Уязвимость была сообщена Adobe и Microsoft в октябре 2018 года, и хотя обе компании провели расследование, Microsoft определила, что случай не соответствует критериям для немедленного исправления. По состоянию на март 2019 года уязвимость XSS оставалась неустраненной, и неясно, была ли она когда-либо решена. BleepingComputer связался с Microsoft, чтобы подтвердить, устранили ли они уязвимость, но комментарий не был немедленно доступен.
Механизм атаки GrimResource
Вредоносный MSC-файл, распространяемый злоумышленниками, содержит ссылку на уязвимый ресурс APDS в разделе StringTable, поэтому, когда цель открывает его, MMC обрабатывает его и запускает выполнение JS в контексте ‘mmc.exe.’
Elastic объясняет, что уязвимость XSS может быть объединена с техникой ‘DotNetToJScript’ для выполнения произвольного .NET кода через JavaScript-движок, обходя любые меры безопасности.
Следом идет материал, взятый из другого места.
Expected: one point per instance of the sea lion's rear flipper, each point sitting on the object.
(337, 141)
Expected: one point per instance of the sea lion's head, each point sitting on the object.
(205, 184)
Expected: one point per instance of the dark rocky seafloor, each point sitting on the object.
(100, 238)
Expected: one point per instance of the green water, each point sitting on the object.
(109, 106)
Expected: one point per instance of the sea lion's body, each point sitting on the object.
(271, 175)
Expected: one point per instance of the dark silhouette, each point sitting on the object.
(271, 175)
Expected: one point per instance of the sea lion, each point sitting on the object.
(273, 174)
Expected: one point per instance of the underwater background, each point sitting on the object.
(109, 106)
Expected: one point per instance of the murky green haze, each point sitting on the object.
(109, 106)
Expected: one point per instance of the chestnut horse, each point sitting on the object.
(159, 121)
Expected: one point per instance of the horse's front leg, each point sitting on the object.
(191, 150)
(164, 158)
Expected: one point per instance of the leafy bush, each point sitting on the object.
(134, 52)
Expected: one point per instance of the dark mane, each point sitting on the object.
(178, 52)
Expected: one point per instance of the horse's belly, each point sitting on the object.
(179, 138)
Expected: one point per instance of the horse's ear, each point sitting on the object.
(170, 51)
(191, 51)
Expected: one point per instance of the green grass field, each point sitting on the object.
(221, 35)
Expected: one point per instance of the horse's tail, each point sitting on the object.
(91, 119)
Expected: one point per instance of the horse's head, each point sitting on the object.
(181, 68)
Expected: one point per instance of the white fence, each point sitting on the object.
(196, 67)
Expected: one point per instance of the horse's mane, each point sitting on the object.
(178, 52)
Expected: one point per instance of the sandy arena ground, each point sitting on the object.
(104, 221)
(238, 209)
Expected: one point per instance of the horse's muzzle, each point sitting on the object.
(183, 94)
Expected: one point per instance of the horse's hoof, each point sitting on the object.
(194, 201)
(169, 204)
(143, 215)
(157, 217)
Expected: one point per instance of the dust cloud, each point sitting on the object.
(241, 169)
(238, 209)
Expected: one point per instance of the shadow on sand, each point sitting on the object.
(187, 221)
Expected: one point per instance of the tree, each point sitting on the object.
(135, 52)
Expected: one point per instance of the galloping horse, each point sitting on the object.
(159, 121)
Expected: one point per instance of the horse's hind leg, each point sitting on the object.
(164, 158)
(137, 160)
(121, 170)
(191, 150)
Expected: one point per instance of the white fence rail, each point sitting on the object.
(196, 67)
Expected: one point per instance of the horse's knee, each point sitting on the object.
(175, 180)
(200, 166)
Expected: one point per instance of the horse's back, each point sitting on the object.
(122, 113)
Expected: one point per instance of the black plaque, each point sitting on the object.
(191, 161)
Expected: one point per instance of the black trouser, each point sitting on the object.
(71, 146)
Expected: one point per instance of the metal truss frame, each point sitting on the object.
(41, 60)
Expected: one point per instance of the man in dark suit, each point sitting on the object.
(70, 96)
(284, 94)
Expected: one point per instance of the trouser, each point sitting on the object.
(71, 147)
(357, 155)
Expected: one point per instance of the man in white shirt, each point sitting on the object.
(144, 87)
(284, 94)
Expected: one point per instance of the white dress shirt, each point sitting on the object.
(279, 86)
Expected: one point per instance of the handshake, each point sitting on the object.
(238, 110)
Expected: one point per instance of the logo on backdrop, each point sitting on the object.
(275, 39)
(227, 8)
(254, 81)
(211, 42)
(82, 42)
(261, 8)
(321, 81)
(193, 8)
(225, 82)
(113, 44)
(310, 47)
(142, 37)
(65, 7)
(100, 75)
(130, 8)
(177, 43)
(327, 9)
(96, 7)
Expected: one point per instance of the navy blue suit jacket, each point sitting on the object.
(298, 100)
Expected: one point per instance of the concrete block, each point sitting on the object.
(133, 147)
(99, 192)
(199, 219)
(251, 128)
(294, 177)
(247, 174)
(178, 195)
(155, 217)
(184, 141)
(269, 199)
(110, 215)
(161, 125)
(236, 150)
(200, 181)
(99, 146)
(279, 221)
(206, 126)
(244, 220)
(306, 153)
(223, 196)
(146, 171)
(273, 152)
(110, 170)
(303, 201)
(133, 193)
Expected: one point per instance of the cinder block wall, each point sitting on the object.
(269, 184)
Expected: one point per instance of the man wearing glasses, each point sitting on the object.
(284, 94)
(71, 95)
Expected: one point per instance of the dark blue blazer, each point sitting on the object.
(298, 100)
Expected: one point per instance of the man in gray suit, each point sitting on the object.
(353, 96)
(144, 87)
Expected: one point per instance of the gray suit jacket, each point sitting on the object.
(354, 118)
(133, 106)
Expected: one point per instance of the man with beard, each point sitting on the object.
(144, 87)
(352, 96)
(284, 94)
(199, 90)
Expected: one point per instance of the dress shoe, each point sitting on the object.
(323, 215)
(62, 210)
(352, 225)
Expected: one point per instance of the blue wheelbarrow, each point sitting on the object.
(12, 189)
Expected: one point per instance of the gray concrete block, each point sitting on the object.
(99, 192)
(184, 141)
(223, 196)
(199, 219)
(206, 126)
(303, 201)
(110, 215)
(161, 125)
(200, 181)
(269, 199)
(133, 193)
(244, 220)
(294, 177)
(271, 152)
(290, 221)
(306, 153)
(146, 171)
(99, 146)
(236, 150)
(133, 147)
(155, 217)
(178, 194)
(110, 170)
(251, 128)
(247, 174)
Исследованный образец использует обфускацию ‘transformNode’ для обхода предупреждений ActiveX, в то время как JS-код восстанавливает VBScript, который использует DotNetToJScript для загрузки .NET компонента под названием ‘PASTALOADER.’
PASTALOADER извлекает полезную нагрузку Cobalt Strike из переменных окружения, установленных VBScript, создает новый экземпляр ‘dllhost.exe’ и внедряет его с использованием техники ‘DirtyCLR’, комбинированной с функцией unhooking и косвенными системными вызовами.
Противодействие GrimResource
В общем, системным администраторам рекомендуется следить за следующими признаками:
- Операции с файлами, включающими apds.dll, вызываемые mmc.exe.
- Подозрительные выполнения через MCC, особенно процессы, порожденные mmc.exe с аргументами .msc файлов.
- RWX выделения памяти mmc.exe, исходящие от скриптовых движков или .NET компонентов.
- Необычное создание .NET COM объектов в нестандартных интерпретаторах скриптов, таких как JScript или VBScript.
- Временные HTML файлы, создаваемые в папке INetCache в результате APDS XSS перенаправления.
Elastic Security также опубликовала полный список индикаторов GrimResource на GitHub и предоставила правила YARA в отчете для помощи защитникам в обнаружении подозрительных MSC файлов.